Two years after their marriage, and now living at Taree, Dot and Guy’s happiness was shattered when her pregnancy resulted in her giving birth to a stillborn boy. Dot was unable to have further pregnancies, which further added to their despair. This terrible experience, I believed, had a life-long effect on Dot. Consequently Guy became very protective of her and spoilt her in any way he could.
No doubt living and working in town, for a bushman such as he, was foreign to his previous way of life and Guy found it difficult. One day at smoko at the milk factory a fellow worker and a person of dubious character, Bill Algie, ‘accidentally’ spilt some boiling water on Guy. The scalded man reacted in the way he knew best by punching and knocking the troublemaker to the floor. They were both given the sack, however Guy was offered his position back when management knew the full story, but Guy had had enough. It was his opportunity to break with this unfamiliar scene of domesticity he no doubt felt obliged to follow as a young provider for a family, a family that could no longer expand beyond husband and wife.
Guy went back to the land, becoming a share farmer at Wherrol Flat out beyond Wingham. That area was reasonably isolated in those days and during times of heavy rain the milk cans would have to be cabled high above the swollen creeks by means of what was known as a flying fox. Motor vehicles had difficulty in reaching the farm as the roads were very rough and the creek at the bottom of the hill on which the modest weatherboard house stood was a challenge to both driver and car. On one occasion my father’s work utility become caught half-way across the creek. My young brother Denis, Mum and I followed Dad, stepping through the moderately flowing knee-deep water and slippery rocks to the bank. We climbed up the hill and sought Guy’s assistance to extricate the immobile automobile. Both men freed the wheels and track of the large rocks and Dad drove the ute out of the creek and up the hill to the house.
When the Priors first moved out to the farm they found they had inherited a few white cats. Though never allowed in the house they made home around it and often created a nuisance by climbing onto the corrugated iron roof during the night. Once when the ladies visited the little house, which was always outside, they threw pebbles on the roof and laughed at the men and children inside cursing the assumed feline culprits. When the real cats were on the roof they were difficult to frighten away as they were unable to hear. Apparently it was common for white cats to be deaf.
Dad was always keen to pot a rabbit or two when visiting the farm. On one occasion he shot one with his shotgun on a creek flat (level ground was scarce in that area) on the other side of the creek from the house. Unfortunately, the poor animal was only wounded and sped off with its last ounce of energy.

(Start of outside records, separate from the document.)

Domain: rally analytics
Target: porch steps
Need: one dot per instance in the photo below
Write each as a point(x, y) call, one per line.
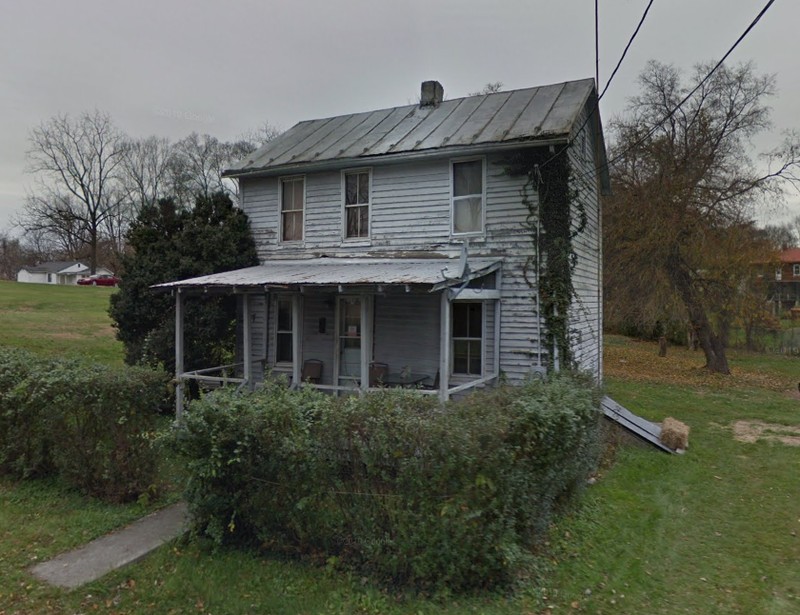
point(641, 428)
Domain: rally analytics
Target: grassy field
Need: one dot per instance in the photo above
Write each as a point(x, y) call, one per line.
point(712, 531)
point(59, 321)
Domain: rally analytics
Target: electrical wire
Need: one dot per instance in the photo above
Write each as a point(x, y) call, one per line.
point(597, 170)
point(597, 73)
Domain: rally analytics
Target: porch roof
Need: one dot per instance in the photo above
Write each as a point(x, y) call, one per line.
point(325, 271)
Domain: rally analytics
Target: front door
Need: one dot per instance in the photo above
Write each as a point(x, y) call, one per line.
point(353, 340)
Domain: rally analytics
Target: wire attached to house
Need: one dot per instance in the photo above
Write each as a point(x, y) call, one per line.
point(596, 105)
point(596, 171)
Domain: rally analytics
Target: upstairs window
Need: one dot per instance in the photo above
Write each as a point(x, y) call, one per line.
point(293, 196)
point(356, 204)
point(467, 338)
point(468, 197)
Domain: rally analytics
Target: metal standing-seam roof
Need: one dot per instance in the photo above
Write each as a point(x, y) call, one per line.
point(335, 271)
point(547, 112)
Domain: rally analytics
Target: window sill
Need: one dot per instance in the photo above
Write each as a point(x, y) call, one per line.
point(357, 242)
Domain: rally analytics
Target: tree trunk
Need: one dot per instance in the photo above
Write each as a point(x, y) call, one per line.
point(713, 345)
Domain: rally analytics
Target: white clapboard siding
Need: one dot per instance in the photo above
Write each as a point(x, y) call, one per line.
point(410, 212)
point(407, 332)
point(586, 313)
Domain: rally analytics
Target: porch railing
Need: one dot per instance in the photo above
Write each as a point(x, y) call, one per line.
point(206, 379)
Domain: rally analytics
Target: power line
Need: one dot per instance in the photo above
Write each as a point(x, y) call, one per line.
point(658, 125)
point(597, 71)
point(625, 52)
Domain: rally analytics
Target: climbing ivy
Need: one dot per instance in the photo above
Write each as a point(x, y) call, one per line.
point(547, 195)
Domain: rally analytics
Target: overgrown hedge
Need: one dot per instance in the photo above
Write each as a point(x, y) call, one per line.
point(391, 484)
point(88, 423)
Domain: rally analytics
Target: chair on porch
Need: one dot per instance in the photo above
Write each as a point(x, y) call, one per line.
point(312, 371)
point(434, 386)
point(377, 372)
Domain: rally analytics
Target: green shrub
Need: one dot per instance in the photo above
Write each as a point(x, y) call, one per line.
point(392, 484)
point(88, 423)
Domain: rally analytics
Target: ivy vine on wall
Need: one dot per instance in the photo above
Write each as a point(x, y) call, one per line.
point(547, 195)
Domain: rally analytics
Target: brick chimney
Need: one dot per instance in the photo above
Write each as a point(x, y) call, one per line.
point(432, 94)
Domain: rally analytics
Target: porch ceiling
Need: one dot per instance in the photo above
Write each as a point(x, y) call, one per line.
point(436, 272)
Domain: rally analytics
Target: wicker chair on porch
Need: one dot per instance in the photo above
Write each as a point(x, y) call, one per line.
point(377, 372)
point(312, 371)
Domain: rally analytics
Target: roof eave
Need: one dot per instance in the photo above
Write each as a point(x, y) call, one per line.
point(455, 151)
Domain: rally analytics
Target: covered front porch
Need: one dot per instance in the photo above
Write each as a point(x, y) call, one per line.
point(349, 325)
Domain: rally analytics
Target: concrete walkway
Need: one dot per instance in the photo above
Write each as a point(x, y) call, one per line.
point(115, 550)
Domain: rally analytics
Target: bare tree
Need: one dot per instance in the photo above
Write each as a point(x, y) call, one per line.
point(78, 164)
point(678, 227)
point(146, 169)
point(198, 162)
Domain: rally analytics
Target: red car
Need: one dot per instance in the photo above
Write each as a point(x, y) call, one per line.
point(99, 279)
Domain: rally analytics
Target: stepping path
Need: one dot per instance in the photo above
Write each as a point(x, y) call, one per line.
point(115, 550)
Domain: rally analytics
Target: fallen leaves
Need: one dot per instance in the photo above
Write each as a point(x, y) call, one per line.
point(638, 361)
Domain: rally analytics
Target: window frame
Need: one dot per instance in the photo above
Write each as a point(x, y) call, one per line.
point(281, 212)
point(453, 198)
point(469, 338)
point(346, 207)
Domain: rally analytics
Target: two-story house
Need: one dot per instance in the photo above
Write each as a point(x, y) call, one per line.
point(396, 247)
point(784, 291)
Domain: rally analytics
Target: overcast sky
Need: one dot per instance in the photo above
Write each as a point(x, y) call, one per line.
point(171, 67)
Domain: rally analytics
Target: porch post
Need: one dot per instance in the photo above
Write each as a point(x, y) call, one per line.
point(297, 336)
point(366, 340)
point(496, 339)
point(178, 354)
point(444, 348)
point(247, 342)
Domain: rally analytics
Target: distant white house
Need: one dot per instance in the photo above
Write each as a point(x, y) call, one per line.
point(56, 272)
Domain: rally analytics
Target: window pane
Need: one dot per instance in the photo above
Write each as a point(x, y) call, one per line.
point(357, 221)
point(460, 320)
point(284, 315)
point(460, 356)
point(286, 196)
point(283, 351)
point(467, 178)
point(350, 189)
point(298, 194)
point(474, 357)
point(475, 320)
point(293, 226)
point(363, 221)
point(363, 187)
point(467, 215)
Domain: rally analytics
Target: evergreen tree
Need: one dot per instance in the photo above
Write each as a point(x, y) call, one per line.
point(169, 244)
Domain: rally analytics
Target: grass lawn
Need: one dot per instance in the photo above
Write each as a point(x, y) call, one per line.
point(712, 531)
point(59, 321)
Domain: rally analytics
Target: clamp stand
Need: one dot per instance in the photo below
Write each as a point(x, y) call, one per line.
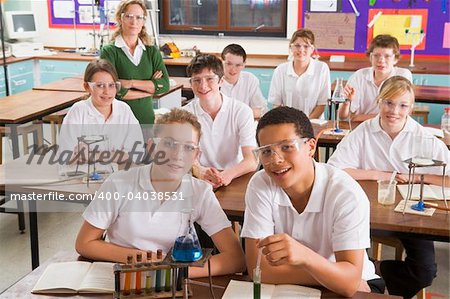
point(412, 165)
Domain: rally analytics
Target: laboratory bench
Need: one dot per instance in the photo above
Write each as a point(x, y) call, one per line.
point(26, 73)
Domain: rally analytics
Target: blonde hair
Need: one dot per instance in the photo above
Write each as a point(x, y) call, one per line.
point(99, 65)
point(121, 9)
point(395, 86)
point(177, 116)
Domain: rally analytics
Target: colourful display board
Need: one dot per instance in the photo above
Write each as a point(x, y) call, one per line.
point(81, 13)
point(397, 16)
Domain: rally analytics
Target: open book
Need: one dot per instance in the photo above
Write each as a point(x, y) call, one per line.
point(430, 192)
point(76, 277)
point(244, 289)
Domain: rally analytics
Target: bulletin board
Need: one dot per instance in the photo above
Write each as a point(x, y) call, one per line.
point(79, 13)
point(434, 19)
point(395, 22)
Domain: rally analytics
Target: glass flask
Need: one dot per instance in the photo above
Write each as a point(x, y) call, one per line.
point(187, 246)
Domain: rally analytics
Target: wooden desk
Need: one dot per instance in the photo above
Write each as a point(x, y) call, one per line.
point(382, 218)
point(231, 199)
point(433, 94)
point(31, 105)
point(67, 84)
point(23, 287)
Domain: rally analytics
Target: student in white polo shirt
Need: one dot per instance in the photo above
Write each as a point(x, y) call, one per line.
point(304, 82)
point(373, 151)
point(238, 84)
point(102, 114)
point(364, 85)
point(135, 211)
point(228, 129)
point(311, 220)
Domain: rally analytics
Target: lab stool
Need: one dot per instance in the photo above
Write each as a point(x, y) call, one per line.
point(378, 242)
point(55, 119)
point(23, 130)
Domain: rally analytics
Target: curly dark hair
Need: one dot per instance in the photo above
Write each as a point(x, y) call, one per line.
point(287, 115)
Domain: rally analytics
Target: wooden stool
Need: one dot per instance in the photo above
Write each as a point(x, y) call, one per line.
point(421, 112)
point(55, 119)
point(23, 130)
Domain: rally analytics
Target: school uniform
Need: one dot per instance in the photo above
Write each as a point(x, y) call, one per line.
point(303, 92)
point(246, 90)
point(366, 91)
point(336, 217)
point(369, 147)
point(121, 129)
point(222, 138)
point(134, 216)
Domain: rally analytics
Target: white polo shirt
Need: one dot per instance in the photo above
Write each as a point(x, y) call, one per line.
point(223, 137)
point(122, 129)
point(245, 90)
point(368, 147)
point(366, 91)
point(148, 224)
point(303, 92)
point(138, 51)
point(336, 217)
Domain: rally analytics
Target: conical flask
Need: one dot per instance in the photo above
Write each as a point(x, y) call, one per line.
point(187, 247)
point(338, 93)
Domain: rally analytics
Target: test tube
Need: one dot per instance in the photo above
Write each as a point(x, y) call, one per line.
point(168, 281)
point(257, 283)
point(148, 278)
point(138, 273)
point(127, 285)
point(158, 272)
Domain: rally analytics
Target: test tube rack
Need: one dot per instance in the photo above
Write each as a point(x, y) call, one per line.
point(167, 264)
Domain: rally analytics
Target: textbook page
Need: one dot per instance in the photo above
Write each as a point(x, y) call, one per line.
point(244, 289)
point(100, 278)
point(74, 277)
point(430, 192)
point(62, 277)
point(295, 291)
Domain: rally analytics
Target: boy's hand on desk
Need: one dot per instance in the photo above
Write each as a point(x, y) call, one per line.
point(157, 75)
point(212, 175)
point(126, 83)
point(280, 249)
point(225, 177)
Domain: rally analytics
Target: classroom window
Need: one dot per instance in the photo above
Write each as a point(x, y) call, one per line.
point(227, 17)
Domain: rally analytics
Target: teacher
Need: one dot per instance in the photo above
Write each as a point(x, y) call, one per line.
point(139, 64)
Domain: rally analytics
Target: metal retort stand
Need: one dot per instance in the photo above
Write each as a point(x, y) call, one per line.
point(417, 163)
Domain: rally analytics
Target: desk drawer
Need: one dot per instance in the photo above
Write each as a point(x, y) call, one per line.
point(53, 70)
point(20, 68)
point(21, 83)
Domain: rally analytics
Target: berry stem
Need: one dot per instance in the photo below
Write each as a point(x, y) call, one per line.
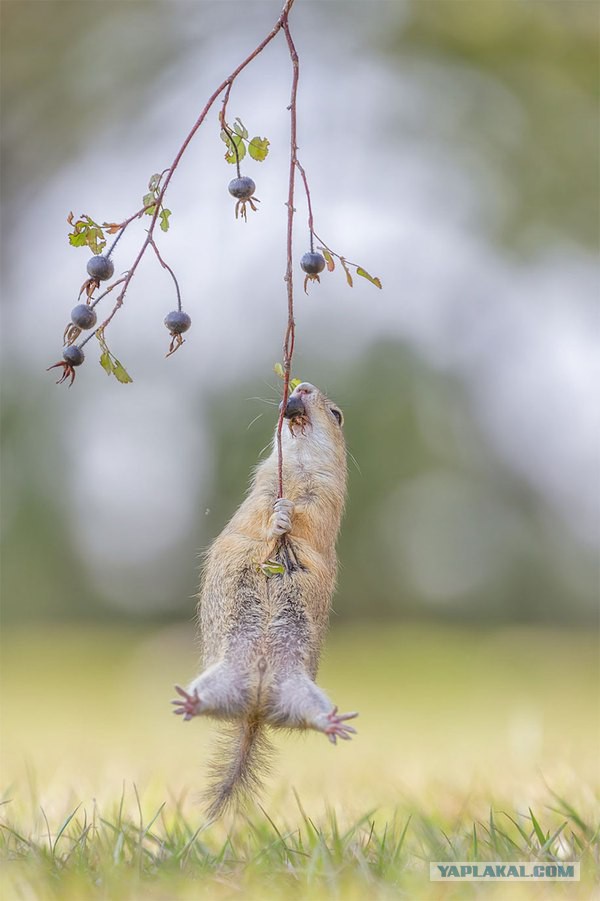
point(290, 333)
point(168, 268)
point(118, 238)
point(308, 201)
point(225, 85)
point(229, 134)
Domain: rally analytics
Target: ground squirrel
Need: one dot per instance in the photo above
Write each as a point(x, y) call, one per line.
point(261, 636)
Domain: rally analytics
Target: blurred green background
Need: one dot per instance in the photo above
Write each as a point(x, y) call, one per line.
point(452, 149)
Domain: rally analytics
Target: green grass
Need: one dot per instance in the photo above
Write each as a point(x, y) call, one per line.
point(165, 854)
point(473, 746)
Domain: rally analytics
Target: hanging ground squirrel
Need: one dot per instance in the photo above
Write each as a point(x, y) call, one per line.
point(261, 636)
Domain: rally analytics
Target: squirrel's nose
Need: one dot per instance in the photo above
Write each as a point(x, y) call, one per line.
point(295, 406)
point(304, 388)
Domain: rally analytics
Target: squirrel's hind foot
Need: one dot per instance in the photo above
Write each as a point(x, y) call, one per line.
point(188, 705)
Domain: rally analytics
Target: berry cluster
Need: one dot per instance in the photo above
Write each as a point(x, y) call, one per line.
point(100, 268)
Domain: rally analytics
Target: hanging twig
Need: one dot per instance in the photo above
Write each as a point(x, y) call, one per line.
point(288, 343)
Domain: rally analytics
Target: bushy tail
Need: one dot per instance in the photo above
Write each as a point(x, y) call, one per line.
point(242, 758)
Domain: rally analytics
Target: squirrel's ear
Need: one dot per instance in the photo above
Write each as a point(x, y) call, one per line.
point(338, 415)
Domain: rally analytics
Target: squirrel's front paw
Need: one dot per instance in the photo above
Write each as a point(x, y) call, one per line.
point(281, 520)
point(188, 705)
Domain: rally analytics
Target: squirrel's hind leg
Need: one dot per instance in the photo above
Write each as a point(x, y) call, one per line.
point(216, 692)
point(298, 703)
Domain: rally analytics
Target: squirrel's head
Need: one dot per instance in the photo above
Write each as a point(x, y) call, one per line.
point(313, 417)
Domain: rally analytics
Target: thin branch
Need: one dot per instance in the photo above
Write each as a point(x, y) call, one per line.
point(168, 268)
point(288, 344)
point(224, 86)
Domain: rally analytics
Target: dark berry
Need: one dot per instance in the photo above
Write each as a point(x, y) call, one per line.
point(242, 188)
point(177, 322)
point(73, 355)
point(83, 316)
point(101, 268)
point(312, 262)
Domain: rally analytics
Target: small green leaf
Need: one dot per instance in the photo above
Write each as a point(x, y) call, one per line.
point(106, 362)
point(347, 271)
point(78, 239)
point(120, 373)
point(230, 156)
point(164, 220)
point(148, 202)
point(369, 278)
point(271, 568)
point(258, 149)
point(239, 128)
point(95, 239)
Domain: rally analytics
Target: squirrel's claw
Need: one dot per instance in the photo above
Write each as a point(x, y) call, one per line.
point(335, 726)
point(281, 520)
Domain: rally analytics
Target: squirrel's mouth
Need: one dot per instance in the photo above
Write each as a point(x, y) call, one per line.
point(296, 414)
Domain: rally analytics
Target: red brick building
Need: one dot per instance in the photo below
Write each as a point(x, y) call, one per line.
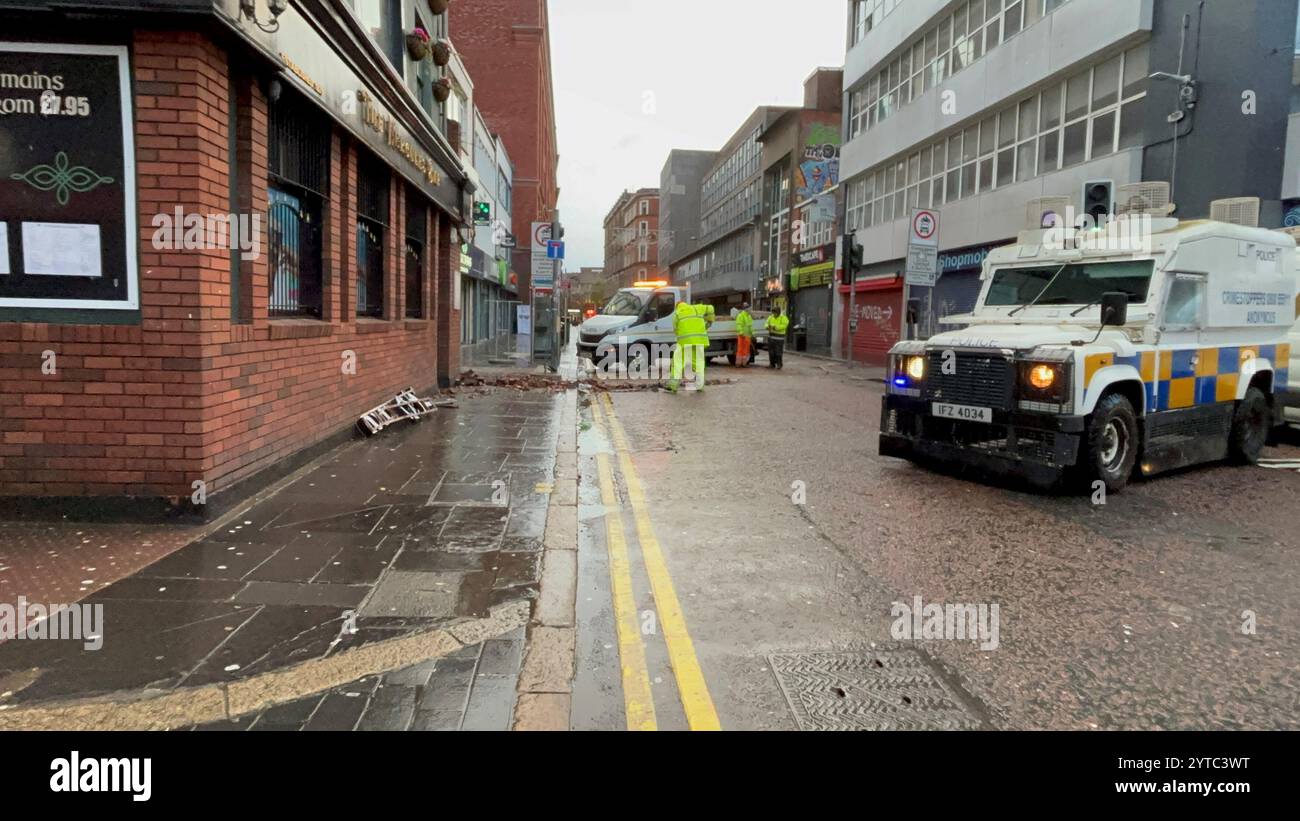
point(632, 239)
point(143, 370)
point(506, 47)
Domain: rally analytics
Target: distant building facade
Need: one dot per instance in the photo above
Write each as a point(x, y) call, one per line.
point(632, 238)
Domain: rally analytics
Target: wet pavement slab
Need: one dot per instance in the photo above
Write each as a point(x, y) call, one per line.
point(421, 526)
point(472, 689)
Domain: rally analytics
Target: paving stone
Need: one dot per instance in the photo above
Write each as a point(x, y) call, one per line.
point(289, 593)
point(437, 720)
point(499, 657)
point(542, 711)
point(562, 528)
point(492, 704)
point(414, 676)
point(390, 708)
point(549, 660)
point(337, 712)
point(290, 716)
point(430, 595)
point(566, 492)
point(558, 595)
point(516, 569)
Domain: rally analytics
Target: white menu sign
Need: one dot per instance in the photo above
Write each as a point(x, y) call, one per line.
point(61, 250)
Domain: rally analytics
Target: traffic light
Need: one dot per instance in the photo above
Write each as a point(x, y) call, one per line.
point(1099, 196)
point(850, 256)
point(850, 259)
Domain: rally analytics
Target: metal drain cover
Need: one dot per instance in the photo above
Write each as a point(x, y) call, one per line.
point(895, 689)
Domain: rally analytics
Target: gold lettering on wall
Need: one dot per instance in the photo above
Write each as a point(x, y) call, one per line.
point(297, 70)
point(384, 125)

It ran towards a large blackberry bush with six-feet-three inches of Chris Woodland after him. Always behind the shooter – Dad was ever safety conscious – I was hot in pursuit. Dad was running into the late afternoon sun and next thing the most unexpected thing occurred and I saw him bounce back as though catapulted through the air, arms spread wide, holding his single-barrel 12 gauge Harrington and Richardson shotgun in one hand. He landed flat on his back as I noticed the fence wires that were difficult to see with the sun in one’s eyes. I dived between the wires and found the rabbit lying motionless on the edge of the blackberry bush. Had he expired a few feet further in he would have been unrecoverable.
Once when Guy dad in trying to pot a rabbit, he was carrying a common rifle at the time, a Lithgow Small Arms single-shot .22. He declared that he had a ‘six shooter’: One up the spout and five in his pocket.!
Chris, Denis and I crossed a little bridge over a creek on our way to the Wherrol Creek farm one day and Dad noticed a dead animal beside the road that had possibly met its demise by being hit by a motor vehicle. Bringing the ute to a stop Dad inspected the dead animal and found it to be a dingo. It was the first of my many sightings of the native dog through life and, by coincidence, it was at a stream bearing the name of Dingo Creek!
The life of a share farmer was a hard and poor paying one. The farmer worked the land for an absentee landholder and received little in return. In the late 1930s Dot and Guy told us that they received a mere £3 ($6) cheque for a month’s work. During the war the Australian Government assumed control of farm products bringing stability and better conditions and wages for many, including the dairy industry. Guy acknowledged their improved lifestyle was due to the Labor government, but said he could never vote for them as, ‘I am a country man’. He was a supporter of the Country Party, later to change its name to the National Party.